I was designated to write a bunch of XML schemas to integrate my company systems with our clients. I've designed a dozen of them more than 10 years ago and saw that a lot of extension features in the specification didn't work well in practice. Before designing the new ones, I've searched for the current best practices (and arrived here!).
Some of the tips above are useful, but I didn't like almost all references. The best place with design recommendations that I found were from Microsoft.
The best reference is XML Schema Design Patterns: Avoiding Complexity. Here you will find this sane advice:
it seems that many schema authors would be best served by
understanding and utilizing an effective subset of the features
provided by W3C XML Schema instead of attempting to comprehend all of
the esoteric and minutiae of the language.

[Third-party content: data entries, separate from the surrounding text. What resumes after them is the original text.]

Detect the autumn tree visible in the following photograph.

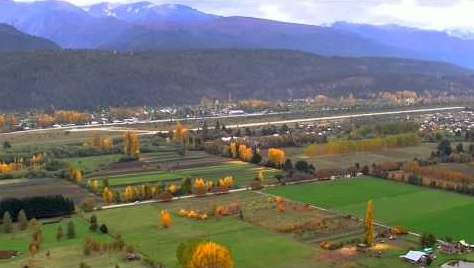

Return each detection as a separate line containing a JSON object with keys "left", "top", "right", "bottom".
{"left": 102, "top": 187, "right": 113, "bottom": 204}
{"left": 365, "top": 200, "right": 374, "bottom": 246}
{"left": 2, "top": 211, "right": 13, "bottom": 233}
{"left": 176, "top": 239, "right": 203, "bottom": 267}
{"left": 267, "top": 148, "right": 286, "bottom": 168}
{"left": 123, "top": 130, "right": 140, "bottom": 159}
{"left": 0, "top": 115, "right": 5, "bottom": 130}
{"left": 161, "top": 210, "right": 172, "bottom": 228}
{"left": 92, "top": 131, "right": 101, "bottom": 147}
{"left": 188, "top": 241, "right": 233, "bottom": 268}
{"left": 218, "top": 176, "right": 233, "bottom": 192}
{"left": 101, "top": 137, "right": 113, "bottom": 148}
{"left": 17, "top": 209, "right": 28, "bottom": 230}
{"left": 194, "top": 178, "right": 206, "bottom": 197}
{"left": 29, "top": 241, "right": 40, "bottom": 258}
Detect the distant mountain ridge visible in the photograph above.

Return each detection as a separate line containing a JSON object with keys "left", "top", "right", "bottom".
{"left": 0, "top": 0, "right": 473, "bottom": 68}
{"left": 0, "top": 49, "right": 472, "bottom": 110}
{"left": 0, "top": 23, "right": 59, "bottom": 51}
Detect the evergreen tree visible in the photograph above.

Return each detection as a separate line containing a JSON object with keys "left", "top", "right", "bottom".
{"left": 56, "top": 225, "right": 63, "bottom": 241}
{"left": 2, "top": 211, "right": 13, "bottom": 233}
{"left": 17, "top": 209, "right": 28, "bottom": 231}
{"left": 89, "top": 214, "right": 98, "bottom": 232}
{"left": 67, "top": 220, "right": 76, "bottom": 239}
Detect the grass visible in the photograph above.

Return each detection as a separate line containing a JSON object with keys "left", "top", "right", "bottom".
{"left": 96, "top": 162, "right": 282, "bottom": 188}
{"left": 93, "top": 199, "right": 319, "bottom": 268}
{"left": 0, "top": 216, "right": 136, "bottom": 268}
{"left": 285, "top": 143, "right": 437, "bottom": 170}
{"left": 0, "top": 178, "right": 90, "bottom": 203}
{"left": 64, "top": 154, "right": 122, "bottom": 173}
{"left": 267, "top": 177, "right": 474, "bottom": 241}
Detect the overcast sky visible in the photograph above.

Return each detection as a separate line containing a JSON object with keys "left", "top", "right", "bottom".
{"left": 20, "top": 0, "right": 474, "bottom": 31}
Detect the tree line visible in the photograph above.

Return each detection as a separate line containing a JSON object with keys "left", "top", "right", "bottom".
{"left": 0, "top": 195, "right": 74, "bottom": 221}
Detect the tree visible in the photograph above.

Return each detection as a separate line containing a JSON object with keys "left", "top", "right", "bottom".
{"left": 188, "top": 241, "right": 233, "bottom": 268}
{"left": 177, "top": 240, "right": 203, "bottom": 267}
{"left": 180, "top": 177, "right": 192, "bottom": 194}
{"left": 161, "top": 210, "right": 172, "bottom": 228}
{"left": 2, "top": 211, "right": 13, "bottom": 233}
{"left": 420, "top": 232, "right": 437, "bottom": 248}
{"left": 3, "top": 141, "right": 11, "bottom": 150}
{"left": 67, "top": 220, "right": 76, "bottom": 239}
{"left": 102, "top": 187, "right": 113, "bottom": 204}
{"left": 295, "top": 160, "right": 309, "bottom": 173}
{"left": 89, "top": 214, "right": 98, "bottom": 232}
{"left": 283, "top": 159, "right": 293, "bottom": 171}
{"left": 100, "top": 224, "right": 108, "bottom": 234}
{"left": 456, "top": 143, "right": 464, "bottom": 153}
{"left": 437, "top": 139, "right": 452, "bottom": 161}
{"left": 92, "top": 131, "right": 101, "bottom": 147}
{"left": 17, "top": 209, "right": 28, "bottom": 231}
{"left": 56, "top": 225, "right": 63, "bottom": 241}
{"left": 364, "top": 200, "right": 374, "bottom": 246}
{"left": 123, "top": 130, "right": 140, "bottom": 159}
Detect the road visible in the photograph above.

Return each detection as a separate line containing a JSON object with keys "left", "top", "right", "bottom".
{"left": 0, "top": 106, "right": 466, "bottom": 137}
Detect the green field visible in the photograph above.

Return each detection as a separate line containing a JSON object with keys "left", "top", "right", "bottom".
{"left": 64, "top": 154, "right": 123, "bottom": 173}
{"left": 98, "top": 162, "right": 282, "bottom": 188}
{"left": 267, "top": 177, "right": 474, "bottom": 241}
{"left": 285, "top": 143, "right": 436, "bottom": 170}
{"left": 93, "top": 201, "right": 319, "bottom": 268}
{"left": 0, "top": 216, "right": 137, "bottom": 268}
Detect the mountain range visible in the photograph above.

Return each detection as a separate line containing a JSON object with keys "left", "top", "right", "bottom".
{"left": 0, "top": 50, "right": 472, "bottom": 110}
{"left": 0, "top": 0, "right": 474, "bottom": 69}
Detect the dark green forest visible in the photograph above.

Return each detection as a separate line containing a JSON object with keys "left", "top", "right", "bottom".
{"left": 0, "top": 49, "right": 472, "bottom": 110}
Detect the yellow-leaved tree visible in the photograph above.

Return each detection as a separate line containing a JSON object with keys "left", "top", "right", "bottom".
{"left": 188, "top": 241, "right": 233, "bottom": 268}
{"left": 365, "top": 199, "right": 374, "bottom": 246}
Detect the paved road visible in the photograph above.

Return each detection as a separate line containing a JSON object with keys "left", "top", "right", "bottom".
{"left": 0, "top": 106, "right": 465, "bottom": 137}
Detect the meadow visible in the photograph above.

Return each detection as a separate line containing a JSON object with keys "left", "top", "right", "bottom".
{"left": 267, "top": 177, "right": 474, "bottom": 241}
{"left": 284, "top": 143, "right": 436, "bottom": 170}
{"left": 0, "top": 216, "right": 136, "bottom": 268}
{"left": 93, "top": 196, "right": 320, "bottom": 267}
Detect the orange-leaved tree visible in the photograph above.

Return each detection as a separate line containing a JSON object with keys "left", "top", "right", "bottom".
{"left": 161, "top": 210, "right": 172, "bottom": 228}
{"left": 188, "top": 241, "right": 233, "bottom": 268}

and give detailed explanations of the following guidelines:
- Why you should use global and local element declarations
- Why you should use global and local attribute declarations
- Why you should understand how XML namespaces affect the W3C XML Schema
- Why you should always set elementFormDefault to "qualified"

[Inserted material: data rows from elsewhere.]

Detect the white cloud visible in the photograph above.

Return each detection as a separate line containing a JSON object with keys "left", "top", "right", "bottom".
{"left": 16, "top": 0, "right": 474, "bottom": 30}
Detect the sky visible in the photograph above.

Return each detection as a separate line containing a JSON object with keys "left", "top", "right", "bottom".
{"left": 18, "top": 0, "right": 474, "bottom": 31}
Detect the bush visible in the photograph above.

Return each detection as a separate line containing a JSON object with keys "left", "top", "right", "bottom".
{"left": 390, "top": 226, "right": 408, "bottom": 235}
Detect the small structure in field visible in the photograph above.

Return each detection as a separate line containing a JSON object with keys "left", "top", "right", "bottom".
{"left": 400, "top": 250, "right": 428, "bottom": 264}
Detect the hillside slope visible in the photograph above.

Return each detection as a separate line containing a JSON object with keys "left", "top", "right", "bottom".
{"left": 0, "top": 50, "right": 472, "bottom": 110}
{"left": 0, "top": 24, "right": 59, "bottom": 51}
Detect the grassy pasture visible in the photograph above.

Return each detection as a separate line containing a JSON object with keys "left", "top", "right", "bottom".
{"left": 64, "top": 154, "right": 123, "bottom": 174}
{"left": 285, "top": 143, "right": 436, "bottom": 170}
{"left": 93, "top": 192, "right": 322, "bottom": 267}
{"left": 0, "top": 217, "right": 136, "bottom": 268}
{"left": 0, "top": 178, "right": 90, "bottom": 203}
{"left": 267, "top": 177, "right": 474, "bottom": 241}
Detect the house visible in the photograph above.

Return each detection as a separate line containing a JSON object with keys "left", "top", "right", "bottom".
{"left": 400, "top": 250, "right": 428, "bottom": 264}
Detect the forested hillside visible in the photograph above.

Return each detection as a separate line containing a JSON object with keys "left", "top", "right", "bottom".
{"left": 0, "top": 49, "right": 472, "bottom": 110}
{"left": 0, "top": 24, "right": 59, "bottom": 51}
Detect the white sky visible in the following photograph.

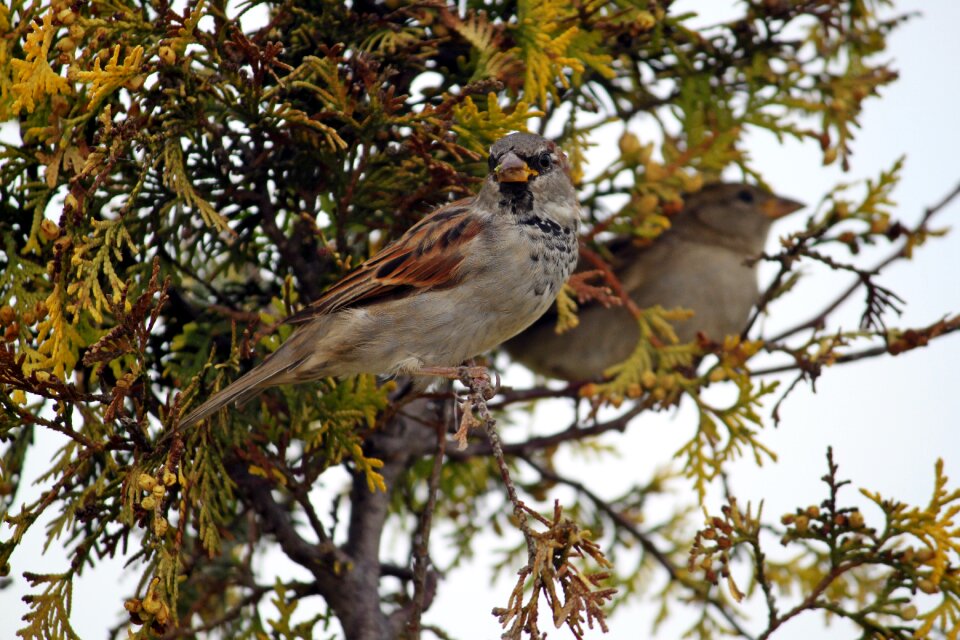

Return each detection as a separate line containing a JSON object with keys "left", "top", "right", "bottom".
{"left": 3, "top": 1, "right": 959, "bottom": 639}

- Why you should use attribute groups
- Why you should use model groups
- Why you should use the built-in simple types
- Why you should use complex types
- Why you should not use notation declarations
- Why you should use substitution groups carefully
- Why you should favor key/keyref/unique over ID/IDREF for identity constraints
- Why you should use chameleon schemas carefully
- Why you should not use default or fixed values especially for types of xs:QName
- Why you should use restriction and extension of simple types
- Why you should use extension of complex types
- Why you should use restriction of complex types carefully
- Why you should use abstract types carefully
- Do use wildcards to provide well-defined points of extensibility
- Do not use group or type redefinition
My advice about their advice is that when they say "use carefully", you should simply avoid it. My impression is that the Schema specification were not written by software developers. They tried to use some Object Orientation concepts but did a mess of it. A lot of the extension mechanisms are useless or extremely verbose. I don't really understand how someone could have invented the restriction of complex types.
Two more nice articles in this site are:
- Schema Design Patterns: Dealing With Change
- XML Schema Design Patterns: Is Complex Type Derivation Unnecessary?
And one tip that is pervasive is to specify your schemas with something different than the official specification. Relax NG looks the most favored specification language. Unfortunately you will loose one of the best features of it that is the standardization.